Written and directed by Lawrence Kasdan ("Body Heat," "The Big Chill," "Silverado") with an ear for meaningful but unpretentious dialogue, "Mumford" is something of an ensemble piece, yet everything hangs on Dean's subtle, scheming performance as the mock doctor, who -- he confesses to one patient -- is trying to make up for a past as an ruthless IRS investigator and misfit cocaine addict.
"I understand what it's like to want to leave a problem behind," he says, putting the audience firmly in his corner even as he manipulates his patients in ways the state board probably would not approve.

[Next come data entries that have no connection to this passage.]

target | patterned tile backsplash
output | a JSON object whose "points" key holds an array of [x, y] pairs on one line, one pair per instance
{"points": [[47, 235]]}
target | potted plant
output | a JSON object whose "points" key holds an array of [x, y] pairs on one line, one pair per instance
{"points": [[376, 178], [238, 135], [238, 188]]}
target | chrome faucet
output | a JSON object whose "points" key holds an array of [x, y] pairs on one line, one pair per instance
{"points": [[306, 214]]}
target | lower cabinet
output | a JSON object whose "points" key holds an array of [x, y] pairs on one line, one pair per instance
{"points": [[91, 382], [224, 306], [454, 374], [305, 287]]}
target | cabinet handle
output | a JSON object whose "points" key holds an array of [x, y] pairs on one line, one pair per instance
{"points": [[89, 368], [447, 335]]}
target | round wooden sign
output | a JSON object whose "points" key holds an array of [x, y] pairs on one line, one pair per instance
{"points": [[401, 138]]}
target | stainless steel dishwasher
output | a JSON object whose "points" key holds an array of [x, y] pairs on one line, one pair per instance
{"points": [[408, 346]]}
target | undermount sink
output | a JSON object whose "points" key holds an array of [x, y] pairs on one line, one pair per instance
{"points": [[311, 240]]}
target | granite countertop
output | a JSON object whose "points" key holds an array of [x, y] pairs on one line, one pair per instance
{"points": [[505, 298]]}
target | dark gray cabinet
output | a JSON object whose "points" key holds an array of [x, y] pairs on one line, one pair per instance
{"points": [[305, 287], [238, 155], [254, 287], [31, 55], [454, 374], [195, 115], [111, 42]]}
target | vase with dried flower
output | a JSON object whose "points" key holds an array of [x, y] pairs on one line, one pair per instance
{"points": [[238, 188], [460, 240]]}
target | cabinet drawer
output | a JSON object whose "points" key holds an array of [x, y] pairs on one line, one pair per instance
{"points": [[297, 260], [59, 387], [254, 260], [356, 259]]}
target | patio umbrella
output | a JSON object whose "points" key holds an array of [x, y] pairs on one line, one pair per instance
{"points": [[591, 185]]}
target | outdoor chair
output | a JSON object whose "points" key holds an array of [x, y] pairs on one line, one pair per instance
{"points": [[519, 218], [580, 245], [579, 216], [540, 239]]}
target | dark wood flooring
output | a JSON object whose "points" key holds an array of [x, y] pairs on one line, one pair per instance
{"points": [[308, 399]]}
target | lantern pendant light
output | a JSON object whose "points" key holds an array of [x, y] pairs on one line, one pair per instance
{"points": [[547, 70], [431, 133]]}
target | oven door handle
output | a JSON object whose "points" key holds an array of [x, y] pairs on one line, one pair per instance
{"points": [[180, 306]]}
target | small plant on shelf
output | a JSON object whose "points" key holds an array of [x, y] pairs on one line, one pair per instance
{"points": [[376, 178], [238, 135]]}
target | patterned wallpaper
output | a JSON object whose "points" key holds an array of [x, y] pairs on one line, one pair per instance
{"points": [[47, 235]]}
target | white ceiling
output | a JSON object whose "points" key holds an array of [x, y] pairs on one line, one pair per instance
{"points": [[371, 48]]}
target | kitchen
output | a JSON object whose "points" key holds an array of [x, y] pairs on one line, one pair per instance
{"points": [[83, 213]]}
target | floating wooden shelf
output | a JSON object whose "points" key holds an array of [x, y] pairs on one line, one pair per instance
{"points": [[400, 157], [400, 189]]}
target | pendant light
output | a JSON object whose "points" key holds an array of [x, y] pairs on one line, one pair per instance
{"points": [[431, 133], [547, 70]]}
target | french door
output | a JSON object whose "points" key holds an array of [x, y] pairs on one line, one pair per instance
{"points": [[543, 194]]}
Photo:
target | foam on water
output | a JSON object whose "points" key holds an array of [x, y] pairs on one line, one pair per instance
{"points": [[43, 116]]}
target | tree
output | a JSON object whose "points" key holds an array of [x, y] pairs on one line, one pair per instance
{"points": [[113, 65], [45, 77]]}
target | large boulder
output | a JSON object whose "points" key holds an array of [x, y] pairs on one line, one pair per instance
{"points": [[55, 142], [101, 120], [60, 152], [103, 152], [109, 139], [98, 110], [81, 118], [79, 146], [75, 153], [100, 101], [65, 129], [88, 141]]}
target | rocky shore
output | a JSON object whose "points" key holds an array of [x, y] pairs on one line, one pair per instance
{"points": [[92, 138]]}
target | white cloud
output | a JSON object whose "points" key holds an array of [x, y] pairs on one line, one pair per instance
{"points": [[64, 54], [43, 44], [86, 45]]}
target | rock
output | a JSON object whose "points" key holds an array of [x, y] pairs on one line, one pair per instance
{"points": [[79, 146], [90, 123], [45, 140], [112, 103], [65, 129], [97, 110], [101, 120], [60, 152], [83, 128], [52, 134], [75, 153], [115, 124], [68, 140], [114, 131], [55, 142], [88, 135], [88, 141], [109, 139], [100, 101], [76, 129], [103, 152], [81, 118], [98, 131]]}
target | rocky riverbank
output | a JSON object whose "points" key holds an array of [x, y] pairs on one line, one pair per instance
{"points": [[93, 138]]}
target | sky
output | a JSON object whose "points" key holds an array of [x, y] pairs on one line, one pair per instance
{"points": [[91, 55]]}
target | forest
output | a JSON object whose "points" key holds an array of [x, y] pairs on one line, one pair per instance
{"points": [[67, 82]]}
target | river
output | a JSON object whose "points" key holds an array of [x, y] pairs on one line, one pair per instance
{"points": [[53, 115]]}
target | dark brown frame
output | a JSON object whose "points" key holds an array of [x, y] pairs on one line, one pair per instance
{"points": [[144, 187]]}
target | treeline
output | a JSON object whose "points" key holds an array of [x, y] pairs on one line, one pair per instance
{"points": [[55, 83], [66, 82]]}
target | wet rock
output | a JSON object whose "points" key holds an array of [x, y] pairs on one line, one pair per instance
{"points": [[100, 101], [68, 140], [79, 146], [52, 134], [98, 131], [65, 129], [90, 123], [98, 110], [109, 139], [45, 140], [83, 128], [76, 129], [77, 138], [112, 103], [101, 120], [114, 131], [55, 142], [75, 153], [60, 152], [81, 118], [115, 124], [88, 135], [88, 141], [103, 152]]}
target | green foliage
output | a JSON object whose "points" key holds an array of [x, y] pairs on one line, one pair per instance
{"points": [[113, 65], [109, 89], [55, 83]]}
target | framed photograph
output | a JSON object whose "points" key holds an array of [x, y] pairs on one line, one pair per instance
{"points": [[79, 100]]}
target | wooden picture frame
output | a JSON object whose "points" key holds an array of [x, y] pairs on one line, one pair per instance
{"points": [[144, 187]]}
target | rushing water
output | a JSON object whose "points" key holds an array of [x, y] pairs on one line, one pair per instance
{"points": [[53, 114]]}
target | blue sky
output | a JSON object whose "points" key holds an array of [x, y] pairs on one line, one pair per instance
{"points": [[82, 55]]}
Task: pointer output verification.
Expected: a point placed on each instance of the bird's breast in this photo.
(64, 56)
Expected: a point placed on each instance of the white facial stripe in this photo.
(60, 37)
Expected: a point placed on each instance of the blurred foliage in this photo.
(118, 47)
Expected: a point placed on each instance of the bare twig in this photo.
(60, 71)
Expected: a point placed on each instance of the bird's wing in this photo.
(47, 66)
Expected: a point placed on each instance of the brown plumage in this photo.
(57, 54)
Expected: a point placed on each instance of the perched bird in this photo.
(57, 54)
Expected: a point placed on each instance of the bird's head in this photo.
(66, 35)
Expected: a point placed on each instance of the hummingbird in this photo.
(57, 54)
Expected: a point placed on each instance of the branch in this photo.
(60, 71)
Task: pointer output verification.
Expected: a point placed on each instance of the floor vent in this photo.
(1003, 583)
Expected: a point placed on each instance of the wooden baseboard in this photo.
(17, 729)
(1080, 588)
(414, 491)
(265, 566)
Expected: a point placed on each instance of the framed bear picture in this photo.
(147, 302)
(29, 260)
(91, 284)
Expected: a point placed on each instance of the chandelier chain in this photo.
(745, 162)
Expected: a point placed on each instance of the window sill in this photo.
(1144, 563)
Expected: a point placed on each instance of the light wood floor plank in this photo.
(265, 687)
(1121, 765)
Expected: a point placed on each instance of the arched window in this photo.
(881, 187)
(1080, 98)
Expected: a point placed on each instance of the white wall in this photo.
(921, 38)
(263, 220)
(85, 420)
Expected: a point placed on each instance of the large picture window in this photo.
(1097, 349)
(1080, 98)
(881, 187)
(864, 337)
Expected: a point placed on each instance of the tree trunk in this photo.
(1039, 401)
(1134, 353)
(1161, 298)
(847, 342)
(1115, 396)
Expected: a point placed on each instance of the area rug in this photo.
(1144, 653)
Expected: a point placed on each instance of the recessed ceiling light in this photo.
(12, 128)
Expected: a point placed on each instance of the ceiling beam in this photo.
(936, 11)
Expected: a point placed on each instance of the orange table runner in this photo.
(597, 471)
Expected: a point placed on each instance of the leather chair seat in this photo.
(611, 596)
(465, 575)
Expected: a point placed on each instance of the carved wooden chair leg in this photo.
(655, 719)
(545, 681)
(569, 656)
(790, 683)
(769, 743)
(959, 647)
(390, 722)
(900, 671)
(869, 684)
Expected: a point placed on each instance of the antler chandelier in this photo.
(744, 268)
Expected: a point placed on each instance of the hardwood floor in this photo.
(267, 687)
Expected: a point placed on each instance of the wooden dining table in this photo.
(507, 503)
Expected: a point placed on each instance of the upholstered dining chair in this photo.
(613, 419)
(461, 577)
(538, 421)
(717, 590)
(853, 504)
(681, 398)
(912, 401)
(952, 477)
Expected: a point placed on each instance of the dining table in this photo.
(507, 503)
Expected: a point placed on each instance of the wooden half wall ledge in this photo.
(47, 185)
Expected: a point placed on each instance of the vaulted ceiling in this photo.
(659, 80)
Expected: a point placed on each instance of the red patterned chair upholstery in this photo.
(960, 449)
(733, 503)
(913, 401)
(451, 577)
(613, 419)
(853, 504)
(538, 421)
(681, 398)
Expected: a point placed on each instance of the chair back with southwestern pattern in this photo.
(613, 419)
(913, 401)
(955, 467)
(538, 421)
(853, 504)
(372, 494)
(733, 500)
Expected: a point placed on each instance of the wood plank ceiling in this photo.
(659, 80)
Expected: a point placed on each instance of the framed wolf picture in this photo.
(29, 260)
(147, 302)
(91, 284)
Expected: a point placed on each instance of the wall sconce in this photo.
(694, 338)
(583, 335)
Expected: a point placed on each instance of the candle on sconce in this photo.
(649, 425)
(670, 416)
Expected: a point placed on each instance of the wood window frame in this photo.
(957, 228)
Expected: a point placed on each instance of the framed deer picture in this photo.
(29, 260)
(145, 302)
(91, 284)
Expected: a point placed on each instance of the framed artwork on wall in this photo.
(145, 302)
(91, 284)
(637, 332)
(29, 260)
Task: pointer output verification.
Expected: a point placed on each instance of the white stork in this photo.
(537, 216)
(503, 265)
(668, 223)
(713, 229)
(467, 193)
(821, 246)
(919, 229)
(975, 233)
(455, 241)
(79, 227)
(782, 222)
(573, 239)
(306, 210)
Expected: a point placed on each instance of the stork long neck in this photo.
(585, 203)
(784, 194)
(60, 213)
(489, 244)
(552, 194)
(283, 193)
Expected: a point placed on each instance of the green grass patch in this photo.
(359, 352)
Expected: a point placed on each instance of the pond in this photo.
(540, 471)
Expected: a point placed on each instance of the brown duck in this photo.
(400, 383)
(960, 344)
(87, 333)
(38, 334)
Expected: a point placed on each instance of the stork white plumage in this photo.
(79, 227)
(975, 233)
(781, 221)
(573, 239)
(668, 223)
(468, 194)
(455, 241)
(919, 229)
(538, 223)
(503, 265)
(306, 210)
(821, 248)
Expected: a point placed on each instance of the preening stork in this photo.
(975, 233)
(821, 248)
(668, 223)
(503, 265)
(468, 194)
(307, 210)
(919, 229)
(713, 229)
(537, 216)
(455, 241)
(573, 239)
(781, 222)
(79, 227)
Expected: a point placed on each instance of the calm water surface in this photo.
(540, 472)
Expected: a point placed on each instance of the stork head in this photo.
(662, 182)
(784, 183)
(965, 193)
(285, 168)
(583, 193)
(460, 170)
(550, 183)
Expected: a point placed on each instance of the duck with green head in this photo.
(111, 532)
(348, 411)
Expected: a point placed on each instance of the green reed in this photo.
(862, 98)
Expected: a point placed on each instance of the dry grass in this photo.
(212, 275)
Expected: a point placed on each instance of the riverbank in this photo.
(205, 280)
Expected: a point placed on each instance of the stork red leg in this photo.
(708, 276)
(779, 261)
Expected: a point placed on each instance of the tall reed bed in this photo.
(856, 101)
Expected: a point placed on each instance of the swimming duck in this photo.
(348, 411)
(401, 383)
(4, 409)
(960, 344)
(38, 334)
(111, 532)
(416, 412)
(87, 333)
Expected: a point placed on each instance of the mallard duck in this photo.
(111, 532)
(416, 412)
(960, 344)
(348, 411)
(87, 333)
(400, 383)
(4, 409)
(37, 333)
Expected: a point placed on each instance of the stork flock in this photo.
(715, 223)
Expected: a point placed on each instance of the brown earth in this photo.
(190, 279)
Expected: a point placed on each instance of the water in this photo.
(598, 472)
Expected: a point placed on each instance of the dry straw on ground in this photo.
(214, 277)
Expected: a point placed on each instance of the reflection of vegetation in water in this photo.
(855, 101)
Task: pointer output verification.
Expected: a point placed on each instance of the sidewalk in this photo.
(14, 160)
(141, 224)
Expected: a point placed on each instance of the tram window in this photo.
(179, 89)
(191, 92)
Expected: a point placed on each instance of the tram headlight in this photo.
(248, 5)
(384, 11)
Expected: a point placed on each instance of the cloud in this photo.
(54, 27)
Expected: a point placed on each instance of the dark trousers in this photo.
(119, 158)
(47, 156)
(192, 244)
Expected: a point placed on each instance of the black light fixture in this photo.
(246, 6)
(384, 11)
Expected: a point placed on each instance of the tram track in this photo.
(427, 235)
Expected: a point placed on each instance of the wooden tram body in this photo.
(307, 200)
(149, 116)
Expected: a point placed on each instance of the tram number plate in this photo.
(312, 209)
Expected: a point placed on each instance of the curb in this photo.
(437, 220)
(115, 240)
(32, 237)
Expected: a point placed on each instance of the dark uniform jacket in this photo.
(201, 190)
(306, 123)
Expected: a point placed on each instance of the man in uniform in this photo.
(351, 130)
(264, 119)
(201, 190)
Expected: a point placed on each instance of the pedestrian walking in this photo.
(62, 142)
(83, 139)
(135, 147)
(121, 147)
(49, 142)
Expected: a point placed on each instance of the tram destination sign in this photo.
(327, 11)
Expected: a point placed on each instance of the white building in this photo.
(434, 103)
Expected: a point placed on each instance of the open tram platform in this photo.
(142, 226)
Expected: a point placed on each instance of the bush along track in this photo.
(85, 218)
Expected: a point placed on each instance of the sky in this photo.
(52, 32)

Hopeful, harmless and obliging, the one real problem with "Mumford" is that after a few successful therapy sessions, Kasdan's script solves all the patients' problems just by pairing them off romantically. The aforementioned musical montage of hand-holding and smitten grins comes just before the inevitable you-know-what hits the fan and the Doc Mumford is exposed as a fraud -- which might ruin the snug niche he's cut out for himself but frees him up to openly romance Sophie, if she doesn't reject him out of hand.
The silly twist of fate that brings all this about doesn't stand up to the rest of the picture's crafty scripting, and last act is a rushed string of slapdash solutions, but it doesn't cripple the movie's high smile factor, which comes largely from its cast's delightful, endearing performances that have you rooting for everyone to wind up happy.